A knifeman woke a woman up in the middle of the night ranting about protecting her from a non-existent abuser.
Kaya Bartle, 24, from Perth hammered on the door of the woman’s flat at 4am.
Bartle had been staying directly below the woman, Stephanie Warman, a 27-year-old nurse, on February 21.
Alex Kirk, prosecuting at Falkirk Sheriff Court, said Ms Warman had been in bed, asleep, in her flat in Queen’s Court, Bridge of Allan, when she was woken by banging.
Bartle was shouting, “I can hear every word you’re saying to her.
“You’ve no right to speak to her like that. I’m going to stab you.”
Ms Warman looked out, saw Bartle running away down the common stair and rang 999.
She then went to check on an elderly neighbour to make sure she was OK, and was “shocked” when Bartle opened the neighbour’s door.
Four-inch blade
He immediately began ranting again: “I can hear the way he speaks to you, where is he?
“You don’t have to cover up for him. You don’t have to hide him.”
He then pulled out a knife with a four-inch blade.
Mrs Kirk said: “Ms Warman was petrified and tried to explain there was no one else in her flat, but he wouldn’t listen.
“He shouted, ‘I don’t believe you, if he’s up there I’m going to kill him myself. Take me up there, take me up to your f***ing flat’.”
Ms Warman returned to her flat with Bartle, who gestured for her to sit on the couch.
Mrs Kirk said: “She was so frightened she did as she was asked.”

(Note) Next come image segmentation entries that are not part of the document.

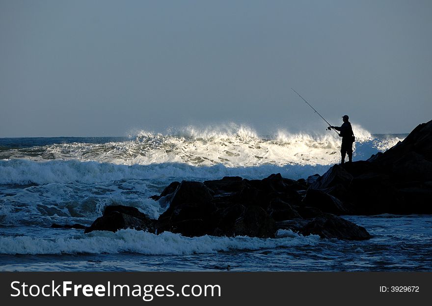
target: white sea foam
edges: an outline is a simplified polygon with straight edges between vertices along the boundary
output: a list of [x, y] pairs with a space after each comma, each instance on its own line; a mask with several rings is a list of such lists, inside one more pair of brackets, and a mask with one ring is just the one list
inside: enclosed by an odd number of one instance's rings
[[[375, 151], [388, 148], [399, 139], [383, 143], [367, 131], [353, 125], [356, 147], [371, 142]], [[279, 131], [260, 136], [253, 129], [235, 125], [200, 129], [188, 127], [162, 135], [140, 131], [131, 140], [104, 143], [69, 143], [35, 146], [2, 152], [9, 159], [96, 161], [123, 165], [165, 163], [227, 167], [272, 165], [328, 165], [339, 161], [341, 139], [327, 131], [314, 135]], [[361, 154], [360, 154], [361, 155]], [[1, 158], [1, 156], [0, 156]]]
[[[354, 125], [353, 129], [354, 160], [368, 158], [401, 140], [376, 139], [360, 126]], [[330, 131], [310, 135], [281, 130], [263, 137], [247, 127], [235, 125], [188, 127], [166, 135], [141, 131], [126, 141], [3, 151], [8, 159], [0, 160], [0, 184], [208, 179], [227, 175], [260, 178], [277, 172], [298, 179], [322, 173], [325, 166], [338, 163], [340, 142], [338, 135]]]
[[[0, 184], [52, 183], [96, 183], [124, 179], [182, 179], [221, 178], [241, 176], [259, 178], [280, 172], [285, 177], [300, 178], [324, 173], [324, 165], [266, 165], [260, 167], [228, 167], [222, 164], [194, 167], [185, 163], [153, 164], [147, 166], [118, 165], [78, 160], [35, 162], [28, 160], [0, 161]], [[178, 178], [177, 178], [178, 179]]]
[[294, 233], [274, 239], [211, 236], [189, 238], [168, 232], [155, 235], [134, 229], [124, 229], [116, 233], [95, 231], [57, 239], [1, 237], [0, 254], [115, 254], [129, 252], [150, 255], [183, 255], [310, 246], [319, 241], [318, 236], [304, 237]]

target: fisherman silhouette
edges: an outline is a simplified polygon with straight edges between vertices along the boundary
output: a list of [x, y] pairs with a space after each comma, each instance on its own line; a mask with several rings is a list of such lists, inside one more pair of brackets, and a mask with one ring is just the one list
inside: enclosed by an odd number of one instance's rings
[[348, 154], [348, 160], [350, 162], [352, 161], [352, 143], [355, 138], [354, 133], [352, 132], [352, 127], [351, 123], [348, 121], [349, 119], [348, 115], [344, 115], [342, 120], [343, 124], [340, 126], [330, 126], [328, 129], [334, 129], [336, 131], [340, 132], [339, 137], [342, 138], [342, 144], [341, 145], [341, 165], [343, 165], [345, 162], [345, 155]]

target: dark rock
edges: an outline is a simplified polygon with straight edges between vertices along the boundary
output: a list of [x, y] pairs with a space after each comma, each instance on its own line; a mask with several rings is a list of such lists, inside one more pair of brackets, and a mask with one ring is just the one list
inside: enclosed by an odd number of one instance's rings
[[432, 214], [432, 188], [421, 186], [401, 188], [398, 191], [405, 200], [404, 204], [393, 207], [393, 213]]
[[97, 218], [84, 233], [94, 230], [116, 232], [119, 229], [135, 228], [151, 233], [156, 231], [155, 221], [149, 218], [135, 207], [110, 205], [105, 207], [103, 215]]
[[270, 205], [269, 193], [257, 188], [263, 187], [263, 185], [259, 183], [257, 181], [258, 180], [254, 180], [248, 181], [250, 185], [245, 187], [237, 194], [236, 201], [245, 206], [259, 206], [267, 210]]
[[146, 220], [148, 219], [145, 214], [141, 213], [136, 207], [133, 207], [132, 206], [125, 206], [124, 205], [108, 205], [106, 206], [104, 209], [104, 213], [103, 216], [108, 216], [111, 215], [114, 212], [118, 212], [128, 215], [132, 217], [137, 218], [138, 219]]
[[180, 182], [173, 182], [169, 185], [168, 185], [166, 187], [165, 187], [164, 189], [163, 189], [163, 190], [161, 193], [161, 195], [152, 195], [151, 196], [149, 196], [149, 198], [153, 199], [155, 201], [158, 201], [161, 197], [166, 196], [168, 195], [170, 195], [171, 194], [174, 193], [180, 185]]
[[319, 177], [310, 186], [314, 189], [328, 188], [338, 184], [348, 187], [352, 180], [352, 175], [338, 165], [332, 167], [322, 176]]
[[318, 173], [308, 176], [307, 179], [306, 180], [306, 184], [308, 186], [312, 185], [320, 178], [320, 176], [321, 176]]
[[349, 189], [350, 201], [355, 206], [356, 214], [377, 215], [394, 213], [402, 198], [390, 181], [381, 173], [365, 173], [352, 180]]
[[341, 167], [354, 177], [365, 173], [380, 173], [383, 171], [378, 164], [371, 163], [367, 161], [345, 163]]
[[97, 219], [89, 227], [85, 229], [84, 232], [89, 233], [94, 230], [107, 230], [115, 232], [119, 229], [125, 228], [134, 228], [151, 233], [155, 231], [154, 222], [150, 219], [139, 219], [117, 211], [113, 211], [109, 215]]
[[221, 180], [206, 181], [204, 184], [216, 193], [239, 192], [245, 185], [240, 176], [225, 176]]
[[432, 162], [432, 120], [417, 126], [403, 141], [384, 153], [370, 159], [369, 161], [384, 166], [396, 160], [414, 152]]
[[270, 212], [270, 216], [274, 219], [275, 221], [301, 218], [298, 213], [289, 204], [277, 198], [270, 202], [269, 211]]
[[324, 212], [335, 215], [344, 215], [350, 212], [337, 198], [317, 189], [308, 190], [302, 204], [305, 207], [315, 207]]
[[269, 192], [272, 191], [283, 192], [287, 188], [287, 185], [285, 185], [280, 173], [270, 174], [261, 181], [264, 185], [263, 189]]
[[212, 202], [213, 192], [202, 183], [182, 182], [172, 195], [169, 207], [159, 216], [160, 231], [187, 220], [210, 222], [216, 210]]
[[345, 202], [349, 200], [350, 193], [348, 190], [342, 184], [338, 184], [331, 187], [324, 188], [320, 190], [342, 201], [344, 203], [344, 206], [347, 206]]
[[310, 220], [296, 218], [276, 222], [276, 225], [278, 229], [291, 229], [293, 232], [298, 233], [301, 231], [309, 222]]
[[305, 236], [319, 235], [322, 238], [337, 238], [346, 240], [364, 240], [371, 235], [362, 226], [330, 214], [317, 217], [301, 230]]
[[264, 209], [250, 206], [246, 208], [243, 216], [236, 221], [233, 235], [271, 238], [274, 237], [277, 230], [274, 220]]
[[285, 185], [291, 190], [298, 191], [299, 190], [306, 190], [307, 189], [306, 180], [304, 179], [300, 179], [297, 181], [288, 178], [283, 178], [282, 179]]
[[202, 219], [188, 219], [165, 224], [158, 229], [158, 233], [169, 231], [186, 237], [204, 236], [209, 234], [208, 225]]
[[51, 227], [53, 228], [75, 228], [76, 229], [85, 229], [87, 228], [87, 226], [85, 225], [83, 225], [82, 224], [79, 224], [78, 223], [76, 223], [75, 224], [57, 224], [56, 223], [54, 223], [51, 225]]
[[396, 181], [430, 181], [432, 162], [415, 152], [409, 152], [393, 162], [392, 172]]

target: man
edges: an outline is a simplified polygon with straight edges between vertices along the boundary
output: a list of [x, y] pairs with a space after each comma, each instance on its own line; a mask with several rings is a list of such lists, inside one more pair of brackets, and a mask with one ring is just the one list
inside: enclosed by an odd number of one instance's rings
[[348, 159], [350, 162], [352, 161], [352, 143], [354, 142], [354, 133], [352, 132], [352, 127], [351, 123], [348, 121], [349, 117], [348, 115], [344, 115], [342, 117], [344, 123], [340, 126], [330, 126], [327, 128], [334, 129], [336, 131], [340, 132], [339, 137], [342, 138], [342, 144], [341, 146], [341, 155], [342, 159], [341, 165], [343, 165], [345, 162], [345, 155], [348, 153]]

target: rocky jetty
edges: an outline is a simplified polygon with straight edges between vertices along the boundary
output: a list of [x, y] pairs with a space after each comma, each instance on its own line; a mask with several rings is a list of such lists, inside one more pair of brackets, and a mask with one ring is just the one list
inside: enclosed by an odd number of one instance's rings
[[432, 121], [383, 153], [333, 166], [322, 176], [174, 182], [151, 197], [168, 207], [158, 220], [133, 207], [108, 206], [85, 232], [132, 228], [189, 237], [267, 238], [289, 228], [323, 238], [367, 239], [364, 228], [339, 216], [432, 213]]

He sat beside her and still clutching the knife, violently asked where the imagined intruder was.
Ms Warman kept telling him there was no one else in the flat, but Bartle refused to listen.
He then asked her to unlock her phone and give it to him.
Mrs Kirk said: “While still holding the knife he entered his name in her phone as Kyle Bartle, and his telephone number.”
Guilty
When officers arrived and rang Ms Warman’s buzzer, Bartle shouted at her, “Did you just phone the f***ing police?”.
The he threw the knife into the kitchen, and told her: “Don’t worry, darling. I will go and speak to them.”
She was taken to a friend’s address and gave a statement the next day, after which Bartle was arrested, and made a series of admissions.
Bartle, now of Perth, who appeared by video link from Low Moss Prison , pled guilty to having a knife and committing a statutory breach of the peace.
Sheriff Derek Hamilton deferred sentence until July 14 for the defence to consider a victim impact statement, and continued Bartle’s remand in custody.
Bartle’s solicitor, Virgil Crawford, reserved mitigation until the sentencing hearing.